The darkest shadow of the Gaddafi legacy, however, has to be the 1996 Abu Salim massacre of around 1,200 prisoners which contributed to the 2011 revolution after a leader of the Family Association of victims’ was arrested sparking protests. In 2011, the National Transitional Council of Libya found a mass grave which was estimated to contain around 1,270 bodies in Tripoli. The remains were thought to be those of killed inmates in 1996 when security forces opened fire upon the prisoners and threw hand grenades at them. They had been protesting their living conditions and, in the aftermath, security forces fired upon them using different weapons for what the National Front for the Salvation of Libya claimed was an entire hour.

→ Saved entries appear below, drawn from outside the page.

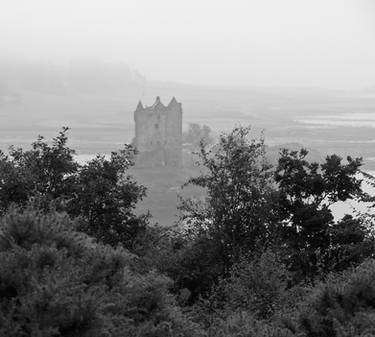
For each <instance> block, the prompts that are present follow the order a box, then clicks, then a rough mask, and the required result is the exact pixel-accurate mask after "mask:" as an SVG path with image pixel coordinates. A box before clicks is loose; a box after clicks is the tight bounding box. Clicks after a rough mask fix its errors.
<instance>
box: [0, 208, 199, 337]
mask: <svg viewBox="0 0 375 337" xmlns="http://www.w3.org/2000/svg"><path fill="white" fill-rule="evenodd" d="M75 227H76V224H75V222H74V221H72V220H71V219H70V218H69V217H68V216H66V215H63V214H61V213H57V212H52V213H47V214H46V213H42V212H40V211H36V210H33V209H29V208H28V209H24V210H19V209H10V210H9V211H8V212H7V213H6V214H5V215H4V216H3V217H1V218H0V336H7V337H26V336H41V337H49V336H61V337H75V336H76V337H78V336H80V337H81V336H82V337H100V336H113V337H116V336H118V337H120V336H129V337H147V336H170V337H177V336H181V337H199V336H202V335H201V333H200V329H199V327H198V326H197V324H194V323H192V322H191V321H190V320H189V319H188V318H186V317H185V316H183V314H182V312H181V311H180V309H179V308H178V307H177V306H176V305H175V302H174V300H173V297H172V296H171V294H170V293H169V291H168V288H169V287H170V285H171V281H170V280H169V279H168V278H167V277H165V276H162V275H160V274H158V273H157V272H155V271H147V272H143V273H142V274H141V273H139V272H137V269H138V267H137V261H136V259H135V258H134V256H133V255H132V254H130V253H129V252H128V251H127V250H125V249H124V248H122V247H117V248H116V249H115V248H113V247H110V246H106V245H103V244H100V243H95V242H93V240H92V238H90V237H88V236H87V235H85V234H83V233H80V232H78V231H76V229H75Z"/></svg>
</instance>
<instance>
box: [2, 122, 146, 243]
mask: <svg viewBox="0 0 375 337" xmlns="http://www.w3.org/2000/svg"><path fill="white" fill-rule="evenodd" d="M67 132H68V128H66V127H64V128H63V129H62V131H61V132H60V133H59V135H58V136H57V137H56V138H54V139H53V141H52V144H51V145H49V144H48V143H47V142H46V141H45V140H44V138H43V137H42V136H39V137H38V139H37V141H36V142H34V143H33V144H32V147H31V149H30V150H27V151H24V150H23V149H21V148H18V149H15V148H13V147H11V148H10V152H9V155H5V154H4V153H0V177H1V179H0V214H1V213H4V212H6V210H7V209H8V208H9V207H10V205H11V204H16V205H18V206H25V205H27V204H28V203H33V204H34V205H37V207H39V208H41V209H44V210H45V211H48V210H49V209H50V208H55V209H57V210H59V211H65V212H67V213H68V214H69V215H71V216H73V217H80V219H81V220H82V221H81V230H84V231H85V232H87V233H89V234H90V235H92V236H94V237H95V238H97V239H98V240H100V241H102V242H105V243H108V244H111V245H118V244H123V245H124V246H125V247H127V248H129V249H132V247H133V246H134V243H135V242H136V240H137V238H138V235H140V234H141V233H142V232H143V231H144V229H145V226H146V225H147V219H148V215H147V214H144V215H139V216H138V215H136V214H135V211H134V208H135V205H136V203H137V202H138V201H139V200H140V199H141V198H142V197H144V196H145V192H146V189H145V187H143V186H141V185H139V184H137V183H136V182H135V181H134V180H133V179H132V178H131V176H129V175H126V170H127V169H128V168H129V167H130V166H131V165H133V163H134V154H135V150H134V149H133V148H132V147H131V146H129V145H125V146H124V148H123V149H122V150H119V151H117V152H113V153H112V154H111V157H110V159H106V158H105V157H104V156H97V157H96V158H95V159H93V160H91V161H89V162H88V163H87V164H84V165H79V164H78V163H77V162H76V161H75V160H74V157H73V155H74V154H75V151H74V150H72V149H70V148H69V147H68V146H67V141H68V137H67Z"/></svg>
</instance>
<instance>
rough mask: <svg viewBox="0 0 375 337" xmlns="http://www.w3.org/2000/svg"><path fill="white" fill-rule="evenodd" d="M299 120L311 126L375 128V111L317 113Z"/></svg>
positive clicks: (298, 119) (302, 123)
mask: <svg viewBox="0 0 375 337" xmlns="http://www.w3.org/2000/svg"><path fill="white" fill-rule="evenodd" d="M297 122H299V123H302V124H307V125H311V126H314V125H315V126H322V127H327V126H351V127H371V128H375V112H358V113H342V114H337V115H316V116H309V117H307V118H303V119H298V120H297Z"/></svg>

Sami Assadi, a Libyan who lost a brother in the shooting spoke to a reporter back in 2011 about his feelings towards the situation and he said, “Mixed feelings really. We are all happy because this revolution has succeeded, but when I stand here, I remember my brothers and many, many friends have been killed, just because they did not like Muammar Gaddafi.”
Families of the prisoners were only told of the deaths in after 2001. The West’s interventionism and protest emotion.
The West had ulterior motives when it intervened in Libya. It is true that Gaddafi had threatened to go to Benghazi telling rebels, “You will come out from inside. Prepare yourselves from tonight. We will find you in your closets.”
However, the West was already decided about the intervention and this was only a scapegoat. Then American State Secretary, Hillary Clinton had said the USA would support the “opposition who are standing against the dictator”. When Gaddafi was ultimately killed, it was apparent that NATO had not intervened to help civilians but to overthrow the colonel at whatever the cost for other motives other than human rights. This has evoked protestant sentiment among many people who find themselves choosing Gaddafi and proclaiming him a hero loved by everyone in his country.
The Western intervention has therefore clouded the past ills of a Libyan regime which was not particularly democratic in its dealings. Now that the country is in an unholy mess, it is getting easier to peddle the narrative of how a dictator whose security apparatus oppressed his own people was great for the country. This makes this makes the standard of what makes a good leader in Africa particularly low: You just need to be anti-West and you become a continental hero beyond reproach. The whole situation has even created the thinking that anyone who attempts to criticise Gaddafi’s governance is a proponent of the West, an overly simplistic argument devoid of any logic.
Gaddafi had a good mind to usher in greatness for Africa in certain instances but his human rights record was an embarrassment. It is an insult to all of Gaddafi’s victims (who lived and died in fear) to deny they suffered at his hands just so we can prove a point to the West.